One prototypical Western NDE element may be represented by two items in Irwin's questionnaire (#6 and #7), which combined indicate that a full 57% of respondents anticipated some sort of illuminating light in the afterlife (3). If we combine being "bathed in perpetual sunshine" with being "illuminated by a soft, diffuse light with no apparent source," respondents anticipated illuminating light more than any other particular item concerning the appearance of the afterlife, and this was the only feature anticipated by a majority of the respondents. Though 'illuminating light' may be too vague to be identified with it, an experience of light is a major Western NDE motif—perhaps the most prominent feature of NDEs in the popular imagination.

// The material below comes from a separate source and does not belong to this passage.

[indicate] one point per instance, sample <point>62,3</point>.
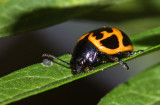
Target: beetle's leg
<point>130,53</point>
<point>116,59</point>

Though no other NDE elements are evident in Irwin's survey, OBEs appear to represent the most natural way to imagine what will happen to your soul immediately after the death of the body (as noted in Veridical Paranormal Perception During OBEs? above). Moreover, Heaven—which polls indicate is where the vast majority of people expect to end up after death (Gallup 5)—is explicitly conceived of as a place of bliss and peace. Tunnels might be the most natural representation of transition for Westerners, as Kellehear has argued. And, as is evident in one of the creation accounts in Genesis, light is often associated with what is good in Judeo-Christian tradition, and God is conceived of as perfectly good. It is not much of a leap to associate God with light, and to think that God would be found on the other side of a transition between life and death. Individuals universally expect to meet others in the afterlife, and most contemporary religious traditions posit some sort of postmortem accounting or judgment of one's actions during earthly life. Consequently, it is possible that NDErs are interpreting their experiences of specific physiological events in terms of their cultural expectations.
So there's a well-thought-out, skeptical appraisal of the relative consistency of Western NDEs.